Ensemble contractuel en ce que l’article 1170 ne limite pas son application aux contrats d’adhésion, tel que l’article 1171. De plus, cette prérogative semble en contradiction avec la liberté contractuelle (art. 1102 c. civ), codification de l’autonomie de la volonté et corollaire de la force obligatoire. Puisque les parties ont choisi de créer des obligations entre elles, le contrat devient une norme objective et le principe de l’intangibilité du contrat l’impose tant aux parties qu’au juge, légitimant ainsi son intervention dans la sphère contractuelle. Néanmoins, l’article 1170 n’impose pas la présence d’un déséquilibre « significatif » pour justifier l’intervention du juge, à la différence de l’article 1171. Or un contrat déséquilibré, dès lors qu’il n’est pas significatif, n’est pas prohibé. Pourtant, l’article 1170 accorde au juge le pouvoir de contrôler l’équilibre contractuel, son contenu même et son opportunité. L’article 1168 du Code civil a repris, sans la nommer, les hypothèses de lésion qualifiée, préférant l’expression de « défaut d’équivalence des prestations ». Là encore, l’expression est assez floue et il revient alors au juge d’effectuer un contrôle objectif. En d’autres termes, l’article 1170 octroie au juge la possibilité de vérifier que le contrat n’est pas lésionnaire.

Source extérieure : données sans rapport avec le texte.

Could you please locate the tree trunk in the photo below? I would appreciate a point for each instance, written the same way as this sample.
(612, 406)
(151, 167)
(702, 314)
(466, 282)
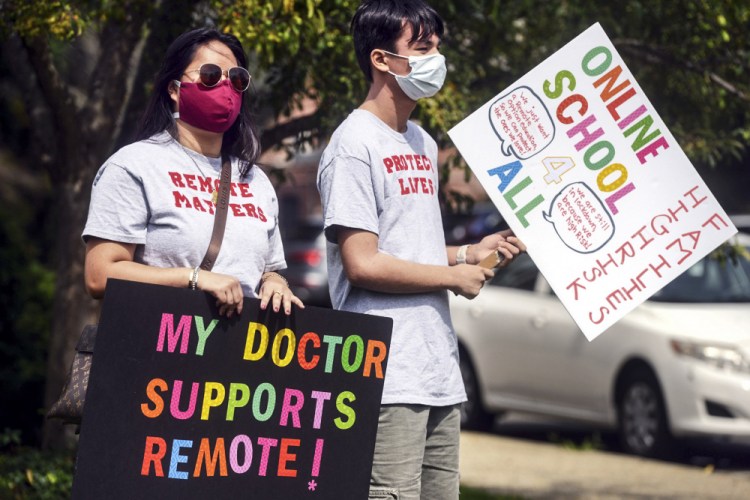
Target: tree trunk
(73, 307)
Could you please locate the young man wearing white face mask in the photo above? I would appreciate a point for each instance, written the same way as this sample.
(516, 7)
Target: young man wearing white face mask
(378, 181)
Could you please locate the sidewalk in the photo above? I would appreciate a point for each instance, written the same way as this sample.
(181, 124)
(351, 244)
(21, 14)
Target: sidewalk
(539, 470)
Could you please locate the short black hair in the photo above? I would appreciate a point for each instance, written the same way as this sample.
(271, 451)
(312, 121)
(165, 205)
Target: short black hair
(377, 24)
(241, 140)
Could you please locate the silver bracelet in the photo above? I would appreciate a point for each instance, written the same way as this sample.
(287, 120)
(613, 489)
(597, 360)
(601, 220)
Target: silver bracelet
(461, 254)
(194, 278)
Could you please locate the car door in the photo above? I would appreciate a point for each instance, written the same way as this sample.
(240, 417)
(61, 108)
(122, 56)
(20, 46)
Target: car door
(535, 352)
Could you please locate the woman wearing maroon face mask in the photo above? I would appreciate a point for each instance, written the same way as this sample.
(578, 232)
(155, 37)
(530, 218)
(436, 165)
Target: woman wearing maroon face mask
(152, 203)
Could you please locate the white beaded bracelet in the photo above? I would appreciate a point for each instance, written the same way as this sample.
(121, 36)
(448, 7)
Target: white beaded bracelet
(194, 278)
(461, 254)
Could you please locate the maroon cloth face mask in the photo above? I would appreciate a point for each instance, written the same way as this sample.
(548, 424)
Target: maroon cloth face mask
(209, 108)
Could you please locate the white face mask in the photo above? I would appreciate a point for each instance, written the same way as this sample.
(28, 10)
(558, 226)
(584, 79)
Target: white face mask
(426, 77)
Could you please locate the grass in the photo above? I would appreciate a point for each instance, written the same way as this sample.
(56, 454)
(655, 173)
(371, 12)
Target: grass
(475, 494)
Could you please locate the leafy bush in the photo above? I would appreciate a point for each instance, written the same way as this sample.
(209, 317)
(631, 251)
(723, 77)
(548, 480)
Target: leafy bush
(28, 473)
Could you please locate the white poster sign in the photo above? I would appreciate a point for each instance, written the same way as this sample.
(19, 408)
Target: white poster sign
(587, 174)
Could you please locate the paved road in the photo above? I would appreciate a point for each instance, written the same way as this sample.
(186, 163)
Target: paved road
(539, 470)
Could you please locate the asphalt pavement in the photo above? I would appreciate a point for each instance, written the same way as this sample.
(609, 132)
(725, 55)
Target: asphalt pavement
(535, 469)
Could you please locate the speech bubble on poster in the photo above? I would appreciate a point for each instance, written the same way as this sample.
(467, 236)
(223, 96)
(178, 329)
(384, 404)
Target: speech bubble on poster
(185, 404)
(522, 123)
(580, 219)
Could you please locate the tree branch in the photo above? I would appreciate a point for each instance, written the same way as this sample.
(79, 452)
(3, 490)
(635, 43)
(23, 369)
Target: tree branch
(655, 55)
(274, 136)
(59, 100)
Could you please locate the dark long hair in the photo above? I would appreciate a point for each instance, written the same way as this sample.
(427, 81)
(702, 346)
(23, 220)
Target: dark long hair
(241, 140)
(377, 24)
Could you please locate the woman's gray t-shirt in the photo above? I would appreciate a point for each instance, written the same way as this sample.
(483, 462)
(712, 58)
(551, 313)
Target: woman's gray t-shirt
(158, 195)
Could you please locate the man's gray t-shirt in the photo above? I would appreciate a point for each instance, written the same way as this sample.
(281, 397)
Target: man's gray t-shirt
(376, 179)
(158, 195)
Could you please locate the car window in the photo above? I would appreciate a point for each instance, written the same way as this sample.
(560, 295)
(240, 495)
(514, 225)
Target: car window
(716, 278)
(520, 274)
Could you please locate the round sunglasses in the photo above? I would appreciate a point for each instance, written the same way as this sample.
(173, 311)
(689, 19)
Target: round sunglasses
(210, 75)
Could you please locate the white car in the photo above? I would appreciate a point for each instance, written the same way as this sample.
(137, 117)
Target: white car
(676, 366)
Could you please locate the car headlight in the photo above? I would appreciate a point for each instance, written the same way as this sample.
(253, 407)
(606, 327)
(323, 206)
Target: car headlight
(720, 356)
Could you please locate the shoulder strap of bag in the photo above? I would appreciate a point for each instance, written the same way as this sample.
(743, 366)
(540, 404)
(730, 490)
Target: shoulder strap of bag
(220, 218)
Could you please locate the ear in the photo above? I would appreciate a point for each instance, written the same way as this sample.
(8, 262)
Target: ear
(174, 92)
(377, 60)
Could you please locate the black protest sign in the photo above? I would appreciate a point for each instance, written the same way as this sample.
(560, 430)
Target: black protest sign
(184, 403)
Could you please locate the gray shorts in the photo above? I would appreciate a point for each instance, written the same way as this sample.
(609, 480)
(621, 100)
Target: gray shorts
(416, 453)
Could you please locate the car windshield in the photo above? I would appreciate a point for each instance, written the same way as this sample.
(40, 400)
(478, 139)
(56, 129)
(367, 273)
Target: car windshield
(722, 276)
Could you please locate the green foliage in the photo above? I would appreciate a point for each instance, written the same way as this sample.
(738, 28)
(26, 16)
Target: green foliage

Enfin, l’article 1170 permet un contrôle de l’existence et du contenu des obligations essentielles, ce qui est fortement contraire à la liberté contractuelle. Le juge pourrait contrôler tant l’existence de réciprocité des obligations mais également leur « équivalence ». Il convient de confronter ces théories à la pratique des juridictions. L’article étant très récent, nous nous situerons au niveau de l’appel. Seule la cour d’appel de Toulouse a fait application de cet article, s’affranchissant des règles d’application de la loi dans le temps. Par deux arrêts rendus en 2019 (Cour d’appel de Toulouse – ch. 01 sect. 01 – 28 janvier 2019 – n° 16/03044 ; Ibid, ch. 01 sect. 01 – 23 avril 2019 – n° 17/02920), elle offre un « mode d’emploi » de l’article 1170. Sont en cause une clause exclusive de responsabilité dans un contrat de vente. Reprenant une identité de formule, la cour commence par rappeler la sanction prévue en cas d’atteinte à une obligation essentielle. Dans le premier arrêt, elle contrôle effectivement les obligations essentielles du contrat de vente (obligation de garantie des vices cachés et obligation de délivrance conforme). Puis elle rappelle la consistance de l’obligation de délivrance conforme et déduit des faits litigieux l’impossibilité d’user du bien conformément à l’usage attendu. Dans le second arrêt, elle érige le raccordement des eaux usées d’une maison comme caractéristique fondamentale de la chose vendue, « spécifiquement entrée dans le champ contractuel » et en déduit un vice caché. Elle fait une interprétation très stricte de la clause d’exclusion de garantie contre les vices cachés pour la réputer non écrite.

Si ces affaires devaient être portées devant la Cour de cassation, deux options s’offriraient à elle : la censure des deux arrêts pour non-respect de l’application de la loi dans le temps ou expliquer, enfin, l’entier rôle de l’article 1170.